Again, I'm guessing these are form fields that are auto-populated. It appears the macros need to be checked for accuracy.
Thanks, and keep up the good work!
Correct and very astute.
Everything is being reprogrammed. Data from the old COT tables will not match. I am considering removing ITCO (intermediate trends ) from price and leverage in the COT Matrix. While some readers may be correctly using ITCOs and the older, faster LTCO for shorter-term risk management and trading, their frequent signals are likely confusing them. Confusion often leads to inaction for the average investor. This is bad.
I have slowed down price and leverage trends (why numbers don't match) to reduce the number of bullish and bearish crossovers. In other words, less frequent crossovers, should not be ignored. Either tighten risk management or follow the trend.
DI and CAP lead leverage trends. For example, Nasdaq 100's bullish setup, likely foreshadows bullish crossovers in leverage and price. Leverage often leads price, so a bullish crossover in leverage is expected first. The simultaneous agreement of price and leverage trends define highly organized impulses. The US Dollar Index defines a highly organized impulse.

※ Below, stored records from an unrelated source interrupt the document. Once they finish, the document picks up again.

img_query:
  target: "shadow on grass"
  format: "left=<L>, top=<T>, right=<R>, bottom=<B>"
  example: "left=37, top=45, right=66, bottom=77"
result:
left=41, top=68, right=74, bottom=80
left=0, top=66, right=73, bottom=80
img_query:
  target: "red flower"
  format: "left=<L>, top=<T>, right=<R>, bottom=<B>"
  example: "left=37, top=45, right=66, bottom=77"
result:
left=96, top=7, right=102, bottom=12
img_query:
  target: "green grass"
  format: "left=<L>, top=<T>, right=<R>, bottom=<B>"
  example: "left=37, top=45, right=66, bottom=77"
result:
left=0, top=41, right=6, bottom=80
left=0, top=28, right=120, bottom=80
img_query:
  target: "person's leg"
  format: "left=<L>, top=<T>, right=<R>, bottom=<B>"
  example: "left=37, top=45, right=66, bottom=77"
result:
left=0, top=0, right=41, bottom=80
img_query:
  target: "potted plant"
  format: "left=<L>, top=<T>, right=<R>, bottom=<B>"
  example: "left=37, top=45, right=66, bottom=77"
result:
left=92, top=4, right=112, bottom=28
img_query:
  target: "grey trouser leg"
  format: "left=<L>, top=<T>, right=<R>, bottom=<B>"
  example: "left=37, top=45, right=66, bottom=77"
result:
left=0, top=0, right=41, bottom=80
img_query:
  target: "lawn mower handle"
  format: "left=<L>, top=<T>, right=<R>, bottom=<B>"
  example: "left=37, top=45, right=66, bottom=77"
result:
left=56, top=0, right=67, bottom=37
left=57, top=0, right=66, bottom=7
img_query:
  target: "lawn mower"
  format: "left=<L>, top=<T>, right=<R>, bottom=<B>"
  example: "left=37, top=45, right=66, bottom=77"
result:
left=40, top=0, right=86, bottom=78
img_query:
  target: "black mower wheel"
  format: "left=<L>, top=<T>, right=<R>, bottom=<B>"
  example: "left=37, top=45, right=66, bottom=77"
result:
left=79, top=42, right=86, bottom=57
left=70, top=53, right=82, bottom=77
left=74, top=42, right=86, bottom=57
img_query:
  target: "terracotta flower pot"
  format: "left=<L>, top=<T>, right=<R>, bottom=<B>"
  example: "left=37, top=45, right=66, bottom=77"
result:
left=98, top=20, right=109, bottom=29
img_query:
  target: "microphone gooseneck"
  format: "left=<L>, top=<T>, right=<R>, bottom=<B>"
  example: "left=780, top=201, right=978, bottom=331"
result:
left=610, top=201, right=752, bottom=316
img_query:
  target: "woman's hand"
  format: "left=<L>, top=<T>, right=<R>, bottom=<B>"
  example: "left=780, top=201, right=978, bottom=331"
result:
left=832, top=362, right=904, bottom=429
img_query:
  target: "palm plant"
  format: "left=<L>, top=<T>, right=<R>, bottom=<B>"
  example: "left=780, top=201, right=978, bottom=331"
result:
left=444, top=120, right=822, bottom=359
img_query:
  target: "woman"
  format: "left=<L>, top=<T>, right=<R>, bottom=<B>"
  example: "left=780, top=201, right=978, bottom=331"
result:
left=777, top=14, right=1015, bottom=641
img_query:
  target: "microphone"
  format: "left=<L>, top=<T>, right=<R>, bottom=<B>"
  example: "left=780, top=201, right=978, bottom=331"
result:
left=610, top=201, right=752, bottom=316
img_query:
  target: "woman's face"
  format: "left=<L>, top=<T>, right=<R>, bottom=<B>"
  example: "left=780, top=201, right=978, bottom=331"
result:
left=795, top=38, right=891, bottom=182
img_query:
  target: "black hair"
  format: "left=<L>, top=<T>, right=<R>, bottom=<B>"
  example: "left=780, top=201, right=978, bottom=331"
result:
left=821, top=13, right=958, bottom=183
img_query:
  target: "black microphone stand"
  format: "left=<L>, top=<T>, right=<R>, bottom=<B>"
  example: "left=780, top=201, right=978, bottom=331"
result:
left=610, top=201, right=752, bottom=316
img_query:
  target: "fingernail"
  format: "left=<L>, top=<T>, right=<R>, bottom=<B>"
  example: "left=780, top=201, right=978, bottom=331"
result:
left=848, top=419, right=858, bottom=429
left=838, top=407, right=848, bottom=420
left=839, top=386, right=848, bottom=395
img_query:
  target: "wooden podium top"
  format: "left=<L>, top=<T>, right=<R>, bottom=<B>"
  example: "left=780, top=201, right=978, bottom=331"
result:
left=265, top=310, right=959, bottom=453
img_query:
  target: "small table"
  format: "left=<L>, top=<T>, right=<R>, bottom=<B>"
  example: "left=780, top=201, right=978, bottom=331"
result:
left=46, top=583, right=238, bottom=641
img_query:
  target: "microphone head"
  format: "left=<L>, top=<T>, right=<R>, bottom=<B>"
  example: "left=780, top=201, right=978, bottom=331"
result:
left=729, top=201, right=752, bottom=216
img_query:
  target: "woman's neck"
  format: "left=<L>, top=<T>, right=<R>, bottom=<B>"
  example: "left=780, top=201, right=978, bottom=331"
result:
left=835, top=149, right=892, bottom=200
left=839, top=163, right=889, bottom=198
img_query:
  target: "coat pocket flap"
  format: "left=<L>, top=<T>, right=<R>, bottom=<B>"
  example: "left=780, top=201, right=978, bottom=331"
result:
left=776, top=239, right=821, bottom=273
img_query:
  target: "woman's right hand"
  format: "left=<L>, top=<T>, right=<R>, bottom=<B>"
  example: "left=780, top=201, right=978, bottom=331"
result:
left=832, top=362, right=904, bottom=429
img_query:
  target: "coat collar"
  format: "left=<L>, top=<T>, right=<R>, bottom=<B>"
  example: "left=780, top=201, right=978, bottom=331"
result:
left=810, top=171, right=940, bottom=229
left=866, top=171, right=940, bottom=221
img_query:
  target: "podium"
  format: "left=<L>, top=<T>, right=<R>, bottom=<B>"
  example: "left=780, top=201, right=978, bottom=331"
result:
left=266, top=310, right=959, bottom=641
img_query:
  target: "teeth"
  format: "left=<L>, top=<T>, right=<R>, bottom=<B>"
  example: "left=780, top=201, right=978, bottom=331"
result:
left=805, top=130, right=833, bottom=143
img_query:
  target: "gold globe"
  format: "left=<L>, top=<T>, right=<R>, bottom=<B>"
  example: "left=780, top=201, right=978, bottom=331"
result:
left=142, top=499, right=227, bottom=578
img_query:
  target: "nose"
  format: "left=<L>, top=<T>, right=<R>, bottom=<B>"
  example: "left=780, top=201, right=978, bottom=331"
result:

Today's SP 500 Review, the latest attempt to reduce information and shorten the format (less charts), should be a cleaner.
The computer does autofill, but frankly, it's not 'smart' enough to interpret the message of the market consistently. It does pretty good, but, if left unchecked, it generates plenty of confusing interpretations. The computer cannot handle cycle of accumulation and distribution interpretations at all. That's where I must step in.